Embora pareça uma descoberta relativamente recente, tem sido sugerido há séculos que o consumo de álcool durante a gravidez pode resultar prejudicial ao desenvolvimento do feto. Em 1751, o escritor inglês Henry FieldingDurante a epidemia de Genebra na Inglaterra, ele já escreveu: "O que acontecerá com uma criança que foi concebida em gin?"

Em 200 a.C. De fato, em Cartago dos fenícios, já foi promulgada uma lei que proibia a ingestão de álcool no dia do casamento por medo de seus efeitos sobre a criança.

Mas foi somente em 1968 que a ciência se posicionou nesse sentido, graças a pesquisadores franceses que publicaram que, de fato, o consumo de álcool poderia causar malformações originais na criança. No entanto, a publicação passou quase despercebida até 1973, quando foi refletida após a publicação de Kenneth Lyons Jones e David W. Smith, da Faculdade de Medicina da Universidade de Washington, em Seattle, batizando esse problema com o nome de "síndrome alcoólica fetal".

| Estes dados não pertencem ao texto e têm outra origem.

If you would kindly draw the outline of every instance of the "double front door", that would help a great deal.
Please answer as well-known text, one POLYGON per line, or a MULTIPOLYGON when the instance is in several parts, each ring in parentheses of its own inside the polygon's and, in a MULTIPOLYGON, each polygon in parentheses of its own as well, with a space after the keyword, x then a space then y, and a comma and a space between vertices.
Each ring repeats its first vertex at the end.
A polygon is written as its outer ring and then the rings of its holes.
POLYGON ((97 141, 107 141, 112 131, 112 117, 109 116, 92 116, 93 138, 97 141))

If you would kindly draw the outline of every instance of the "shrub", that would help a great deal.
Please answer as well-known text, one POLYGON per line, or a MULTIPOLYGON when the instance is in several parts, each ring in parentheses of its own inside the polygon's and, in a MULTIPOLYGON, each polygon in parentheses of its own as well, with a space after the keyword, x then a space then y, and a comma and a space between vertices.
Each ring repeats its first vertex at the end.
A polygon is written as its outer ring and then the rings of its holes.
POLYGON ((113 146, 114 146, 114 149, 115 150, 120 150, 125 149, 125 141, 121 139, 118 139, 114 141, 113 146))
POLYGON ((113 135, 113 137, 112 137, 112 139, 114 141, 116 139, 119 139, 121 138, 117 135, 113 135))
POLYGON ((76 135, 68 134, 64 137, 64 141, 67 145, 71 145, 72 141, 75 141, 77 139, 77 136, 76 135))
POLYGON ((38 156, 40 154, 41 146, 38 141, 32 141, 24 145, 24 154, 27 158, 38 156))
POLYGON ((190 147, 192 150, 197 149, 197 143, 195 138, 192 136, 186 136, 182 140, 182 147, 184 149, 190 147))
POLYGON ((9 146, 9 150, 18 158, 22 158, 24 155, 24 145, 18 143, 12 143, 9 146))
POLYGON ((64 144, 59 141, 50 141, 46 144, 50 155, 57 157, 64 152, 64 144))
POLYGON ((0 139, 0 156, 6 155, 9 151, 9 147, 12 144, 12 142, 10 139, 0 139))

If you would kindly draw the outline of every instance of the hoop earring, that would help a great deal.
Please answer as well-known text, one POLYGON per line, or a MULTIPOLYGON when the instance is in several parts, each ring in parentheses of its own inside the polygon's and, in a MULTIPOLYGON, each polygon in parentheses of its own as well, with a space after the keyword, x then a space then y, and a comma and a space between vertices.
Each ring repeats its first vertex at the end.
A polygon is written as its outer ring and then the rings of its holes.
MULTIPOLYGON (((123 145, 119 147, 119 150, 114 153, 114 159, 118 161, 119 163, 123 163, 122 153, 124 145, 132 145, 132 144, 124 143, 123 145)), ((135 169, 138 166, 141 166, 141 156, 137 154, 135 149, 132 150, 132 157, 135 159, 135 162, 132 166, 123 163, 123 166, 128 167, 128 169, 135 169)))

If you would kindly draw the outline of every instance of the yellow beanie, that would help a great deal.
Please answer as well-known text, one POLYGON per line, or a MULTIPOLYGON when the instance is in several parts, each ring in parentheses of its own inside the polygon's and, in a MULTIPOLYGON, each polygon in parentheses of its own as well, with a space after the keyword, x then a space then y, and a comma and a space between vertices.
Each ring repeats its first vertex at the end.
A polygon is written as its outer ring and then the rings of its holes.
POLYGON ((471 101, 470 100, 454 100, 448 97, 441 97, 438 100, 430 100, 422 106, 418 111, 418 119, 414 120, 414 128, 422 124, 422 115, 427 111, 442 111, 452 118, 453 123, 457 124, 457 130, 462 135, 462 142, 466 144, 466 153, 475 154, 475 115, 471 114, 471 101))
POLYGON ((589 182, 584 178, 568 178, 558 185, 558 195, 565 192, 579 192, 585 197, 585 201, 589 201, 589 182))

Apesar de todos os avisos desde então, uma grande porcentagem de mães continua consumindo álcool durante a gravidez, conforme evidenciado pelo neurologista holandês Dick swaan em seu livro Nós somos o nosso cérebro:

Ainda hoje, 25% das mulheres grávidas ainda bebem uma bebida alcoólica de tempos em tempos. O consumo de álcool pela mulher grávida pode causar um cérebro menor e retardo mental grave no feto. Mas também existem outras anormalidades cerebrais mais leves que se manifestam como distúrbios de aprendizagem ou comportamentais. Essa escala de possíveis distúrbios no desenvolvimento cerebral derivados do alto consumo de álcool pela mãe grávida é conhecida como "síndrome alcoólica fetal (...) O álcool também ativa o eixo de estresse no cérebro da criança, aumentando assim a chances de sofrer de depressão e ansiedade.